La incidencia de la luz en intérpretes, decorados y objetos del profílmico crea una determinada atmósfera dramática y dirige la mirada del espectador, a la vez que dota de relieve, profundidad y contraste a la escenografía y los elementos que la pueblan.

La iluminación ofrece un gran abanico de posibilidades en tanto en cuanto es un potente recurso expresivo. Así, por ejemplo el contraluz puede ser utilizado para marcar la silueta del personaje oscureciendo sus matices.

La iluminación en clave alta utiliza luces de relleno y contraluces para disimular el contraste entre las zonas más y menos iluminadas, y predomina en el cine clásico debido a su naturalismo.

En esta escena de Casablanca (Michael Curtiz, 1943), paradigma de cine clásico, la iluminación trabaja la neutralidad para conseguir la habitabilidad que el Modo de Representación Institucional persigue. A la luz que desprenden las pomposas lámparas de las mesas se le añade luz de relleno. De este modo se consigue el bajo contraste que naturaliza y dota de realismo a la escena, así como el brillo que envuelve a la protagonista Ilsa, enfatizado por las joyas que lleva. Y es que la iluminación no sólo permite leer la composición de la escena, sino caracterizar los personajes e incluso los géneros.
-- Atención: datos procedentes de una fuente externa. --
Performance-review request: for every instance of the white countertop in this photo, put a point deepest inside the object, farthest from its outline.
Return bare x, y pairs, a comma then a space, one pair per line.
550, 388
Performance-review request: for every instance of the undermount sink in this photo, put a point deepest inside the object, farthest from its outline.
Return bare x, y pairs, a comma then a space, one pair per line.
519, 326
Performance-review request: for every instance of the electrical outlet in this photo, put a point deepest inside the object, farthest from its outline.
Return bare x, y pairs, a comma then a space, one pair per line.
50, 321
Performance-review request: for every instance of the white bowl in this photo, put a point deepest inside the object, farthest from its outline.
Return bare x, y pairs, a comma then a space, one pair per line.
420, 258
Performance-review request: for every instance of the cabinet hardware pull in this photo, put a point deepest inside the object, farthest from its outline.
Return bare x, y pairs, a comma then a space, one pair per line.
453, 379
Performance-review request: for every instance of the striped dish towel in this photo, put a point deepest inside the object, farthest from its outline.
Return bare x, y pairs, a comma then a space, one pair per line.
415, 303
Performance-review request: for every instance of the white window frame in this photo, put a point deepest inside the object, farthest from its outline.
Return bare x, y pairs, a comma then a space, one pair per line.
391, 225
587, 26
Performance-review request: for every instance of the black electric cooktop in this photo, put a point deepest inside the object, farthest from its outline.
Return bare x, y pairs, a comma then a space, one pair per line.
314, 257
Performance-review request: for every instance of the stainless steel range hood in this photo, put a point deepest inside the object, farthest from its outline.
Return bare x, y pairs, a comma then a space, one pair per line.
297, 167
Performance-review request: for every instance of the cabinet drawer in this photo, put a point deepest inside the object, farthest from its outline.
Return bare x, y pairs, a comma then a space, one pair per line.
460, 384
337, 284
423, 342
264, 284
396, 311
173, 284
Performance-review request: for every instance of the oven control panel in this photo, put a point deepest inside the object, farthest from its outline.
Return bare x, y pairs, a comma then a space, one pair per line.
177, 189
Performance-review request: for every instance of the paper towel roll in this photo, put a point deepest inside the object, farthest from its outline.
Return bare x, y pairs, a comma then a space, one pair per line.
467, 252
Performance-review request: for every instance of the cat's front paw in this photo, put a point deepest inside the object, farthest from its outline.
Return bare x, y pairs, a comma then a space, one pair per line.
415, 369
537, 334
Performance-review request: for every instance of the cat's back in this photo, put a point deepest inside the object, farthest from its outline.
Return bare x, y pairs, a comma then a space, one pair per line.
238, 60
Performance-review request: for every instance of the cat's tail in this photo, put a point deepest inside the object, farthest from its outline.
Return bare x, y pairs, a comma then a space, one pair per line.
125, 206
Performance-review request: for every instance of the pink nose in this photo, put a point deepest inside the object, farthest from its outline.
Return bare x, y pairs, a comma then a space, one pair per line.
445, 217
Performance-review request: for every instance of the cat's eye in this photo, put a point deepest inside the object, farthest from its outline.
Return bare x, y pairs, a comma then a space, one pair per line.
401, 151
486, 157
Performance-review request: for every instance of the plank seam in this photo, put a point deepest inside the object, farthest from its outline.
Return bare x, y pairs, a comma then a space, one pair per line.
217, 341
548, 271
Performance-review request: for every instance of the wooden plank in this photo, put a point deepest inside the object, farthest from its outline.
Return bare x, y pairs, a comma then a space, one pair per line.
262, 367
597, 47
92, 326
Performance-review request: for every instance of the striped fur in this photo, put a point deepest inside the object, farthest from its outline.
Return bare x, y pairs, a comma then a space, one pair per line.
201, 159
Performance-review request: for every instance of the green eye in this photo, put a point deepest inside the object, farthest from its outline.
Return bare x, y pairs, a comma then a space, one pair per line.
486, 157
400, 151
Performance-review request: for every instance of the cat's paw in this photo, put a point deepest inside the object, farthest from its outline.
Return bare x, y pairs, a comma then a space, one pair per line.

En cambio, la iluminación en clave baja acentúa el contraste entre las luces y las sombras y suele ser utilizada en el cine de terror o cine negro. Un ejemplo de ello podría ser el siguiente de Perdición (Double Indemnity, Billy Wilder, 1944).

La iluminación expresionista en esta escena de Ciudadano Kane (Cittizen Kane, Orson Welles, 1941) adquiere un potente valor expresivo. La iluminación tenebrosa es construida por un hilo de luz que entra por la ventana, queda manchada por el humo de cigarrillos y es contrastada por el haz del proyector. Así se compone visualmente el ambiente sobre el que se propone como una interrogación la palabra Rosebud que el magnate Charles Foster Kane pronunció antes de morir. Las sombras impiden vislumbrar los rostros de los periodistas que alcahuetean sobre la figura de éste tras ver un documental que resume su vida. Este recurso anula la identidad de los periodistas precisamente para enfocar el interés sobre la identidad del magnate, eje del relato. Pero, sobre todo, anota que es la palabra Rosebud el oscuro enigma del film, el tropiezo de esa identidad.

En el mediometraje experimental Fuego en Castilla (1958-1960), parte del Tríptico elemental de España, José Val del Omar provoca la incidencia de la luz sobre la imaginería barroca castellana hasta el punto de simular su movimiento. Para ello combina los espasmos lumínicos con otros recursos como movimientos de cámara que dotan a las esculturas religiosas de un carácter siniestro y patético a la par que amenazante.